# Finally



## Janet Merai (Jul 26, 2005)

Well, to say, I am quite glad that FA is down.
Ever notice all those pointless arguments and pleads for help and guilt trips on the main page?

I am seriously getting sick of this entire "i'm right, you're wrong" thing.

IF you people WANT to be mature, stop letting people get to you and consider things that is quite useful.
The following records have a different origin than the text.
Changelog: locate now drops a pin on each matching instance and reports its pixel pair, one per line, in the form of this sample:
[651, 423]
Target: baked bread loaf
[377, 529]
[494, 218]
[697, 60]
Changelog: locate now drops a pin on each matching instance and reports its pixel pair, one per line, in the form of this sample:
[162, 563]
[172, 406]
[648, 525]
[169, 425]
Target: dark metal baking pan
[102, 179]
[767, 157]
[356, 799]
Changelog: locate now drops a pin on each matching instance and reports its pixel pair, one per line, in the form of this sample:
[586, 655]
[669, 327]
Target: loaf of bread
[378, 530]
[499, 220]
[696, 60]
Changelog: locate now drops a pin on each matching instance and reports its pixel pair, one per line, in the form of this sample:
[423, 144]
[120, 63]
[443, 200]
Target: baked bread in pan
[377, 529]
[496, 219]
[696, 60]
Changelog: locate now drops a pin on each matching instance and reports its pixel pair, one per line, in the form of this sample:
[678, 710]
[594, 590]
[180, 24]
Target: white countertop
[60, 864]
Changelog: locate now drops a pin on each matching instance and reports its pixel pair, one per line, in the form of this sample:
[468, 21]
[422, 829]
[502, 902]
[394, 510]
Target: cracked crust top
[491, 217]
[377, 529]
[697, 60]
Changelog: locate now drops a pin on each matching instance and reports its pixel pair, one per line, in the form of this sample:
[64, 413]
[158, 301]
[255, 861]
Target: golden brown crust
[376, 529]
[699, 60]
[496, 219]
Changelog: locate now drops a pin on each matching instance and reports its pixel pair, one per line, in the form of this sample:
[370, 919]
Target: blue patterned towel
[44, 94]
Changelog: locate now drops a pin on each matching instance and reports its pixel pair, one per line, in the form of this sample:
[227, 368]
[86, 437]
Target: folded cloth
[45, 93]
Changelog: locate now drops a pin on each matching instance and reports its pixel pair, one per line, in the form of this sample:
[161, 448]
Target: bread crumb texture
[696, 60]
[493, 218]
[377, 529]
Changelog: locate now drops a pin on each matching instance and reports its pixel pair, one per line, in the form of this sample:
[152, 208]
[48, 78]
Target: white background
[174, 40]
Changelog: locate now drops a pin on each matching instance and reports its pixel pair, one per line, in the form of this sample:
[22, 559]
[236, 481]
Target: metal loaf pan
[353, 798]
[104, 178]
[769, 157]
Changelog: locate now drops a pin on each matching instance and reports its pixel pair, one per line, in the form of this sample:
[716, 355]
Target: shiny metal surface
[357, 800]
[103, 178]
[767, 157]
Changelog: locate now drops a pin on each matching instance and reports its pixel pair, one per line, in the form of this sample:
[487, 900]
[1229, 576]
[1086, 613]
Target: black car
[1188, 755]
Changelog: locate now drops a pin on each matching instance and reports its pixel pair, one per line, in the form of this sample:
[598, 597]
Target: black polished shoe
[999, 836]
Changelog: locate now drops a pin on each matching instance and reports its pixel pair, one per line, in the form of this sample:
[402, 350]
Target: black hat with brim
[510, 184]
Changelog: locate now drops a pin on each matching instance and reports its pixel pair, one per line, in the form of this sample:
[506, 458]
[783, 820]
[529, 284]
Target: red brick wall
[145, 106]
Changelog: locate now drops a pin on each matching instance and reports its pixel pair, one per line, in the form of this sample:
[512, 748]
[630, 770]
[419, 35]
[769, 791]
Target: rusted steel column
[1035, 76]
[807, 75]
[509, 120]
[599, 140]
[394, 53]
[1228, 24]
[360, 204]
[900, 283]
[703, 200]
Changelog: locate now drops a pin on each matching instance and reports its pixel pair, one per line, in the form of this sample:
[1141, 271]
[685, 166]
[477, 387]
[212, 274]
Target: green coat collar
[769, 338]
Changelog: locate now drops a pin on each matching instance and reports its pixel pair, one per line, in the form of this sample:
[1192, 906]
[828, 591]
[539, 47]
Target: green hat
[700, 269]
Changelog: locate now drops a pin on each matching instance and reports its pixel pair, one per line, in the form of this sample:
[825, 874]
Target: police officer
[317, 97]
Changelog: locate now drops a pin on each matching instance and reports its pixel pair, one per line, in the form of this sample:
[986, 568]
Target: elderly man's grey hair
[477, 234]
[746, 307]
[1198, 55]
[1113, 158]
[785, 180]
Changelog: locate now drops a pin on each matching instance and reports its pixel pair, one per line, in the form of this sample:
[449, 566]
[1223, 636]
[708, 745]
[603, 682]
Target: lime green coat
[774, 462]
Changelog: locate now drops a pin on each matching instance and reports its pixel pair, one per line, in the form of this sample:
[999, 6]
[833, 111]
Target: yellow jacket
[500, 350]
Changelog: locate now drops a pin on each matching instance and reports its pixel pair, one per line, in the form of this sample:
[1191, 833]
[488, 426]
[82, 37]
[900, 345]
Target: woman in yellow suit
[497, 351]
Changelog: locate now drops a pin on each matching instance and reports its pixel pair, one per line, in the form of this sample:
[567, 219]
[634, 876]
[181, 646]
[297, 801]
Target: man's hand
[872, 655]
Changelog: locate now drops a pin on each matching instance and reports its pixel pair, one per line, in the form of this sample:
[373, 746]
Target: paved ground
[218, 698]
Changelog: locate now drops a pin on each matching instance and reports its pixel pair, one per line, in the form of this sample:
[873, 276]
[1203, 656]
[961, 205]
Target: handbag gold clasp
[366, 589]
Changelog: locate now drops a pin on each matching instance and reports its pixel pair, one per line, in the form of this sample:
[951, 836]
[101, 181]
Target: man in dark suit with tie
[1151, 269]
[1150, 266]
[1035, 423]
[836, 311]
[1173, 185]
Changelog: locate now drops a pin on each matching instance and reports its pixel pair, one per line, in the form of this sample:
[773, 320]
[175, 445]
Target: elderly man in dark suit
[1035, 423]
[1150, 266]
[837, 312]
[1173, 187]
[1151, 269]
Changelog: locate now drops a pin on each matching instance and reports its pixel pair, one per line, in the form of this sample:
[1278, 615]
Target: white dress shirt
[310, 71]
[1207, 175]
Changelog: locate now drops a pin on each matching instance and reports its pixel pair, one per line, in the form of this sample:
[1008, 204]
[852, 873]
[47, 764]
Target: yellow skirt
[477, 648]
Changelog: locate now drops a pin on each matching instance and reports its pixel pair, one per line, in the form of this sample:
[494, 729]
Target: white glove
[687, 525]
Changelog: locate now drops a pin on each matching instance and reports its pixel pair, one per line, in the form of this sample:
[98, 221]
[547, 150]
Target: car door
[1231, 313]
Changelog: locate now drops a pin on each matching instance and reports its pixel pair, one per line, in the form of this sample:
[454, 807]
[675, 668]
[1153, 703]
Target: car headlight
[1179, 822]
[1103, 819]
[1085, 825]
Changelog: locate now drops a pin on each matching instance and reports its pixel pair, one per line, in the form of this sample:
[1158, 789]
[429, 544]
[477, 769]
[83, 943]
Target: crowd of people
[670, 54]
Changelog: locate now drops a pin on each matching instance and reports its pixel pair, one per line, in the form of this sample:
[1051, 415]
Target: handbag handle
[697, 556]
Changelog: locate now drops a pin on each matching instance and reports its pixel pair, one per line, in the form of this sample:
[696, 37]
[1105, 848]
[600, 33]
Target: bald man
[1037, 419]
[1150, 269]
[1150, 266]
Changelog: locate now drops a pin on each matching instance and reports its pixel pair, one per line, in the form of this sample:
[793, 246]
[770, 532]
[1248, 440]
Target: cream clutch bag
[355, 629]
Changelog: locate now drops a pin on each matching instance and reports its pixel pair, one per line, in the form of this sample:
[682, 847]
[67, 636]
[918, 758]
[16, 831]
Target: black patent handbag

Jheryn, another member was right, doing a layout is FAR worse than fixing security holes, which is an excuse to not do them.
But its not my job to tell you what to do, this is what you want to do.

As for me, I am highly disliking all these server breakups and sh* that happens, not that i'm complaining, but, I may be moving to my own site for my own art.

Anyways, I think you should be more concerned about security holes rather than break another hole where it doesn't exist.

This is coming from someone who has at least 14 years of internet and programming experience, meaning me.

Right now, I am more concerned, on my own site, about fixing pages up rather than present a disguise which people can see later.

This is just my advice, but, listen to these people Jheryn, I have seen nothing but promises and nothing but promises.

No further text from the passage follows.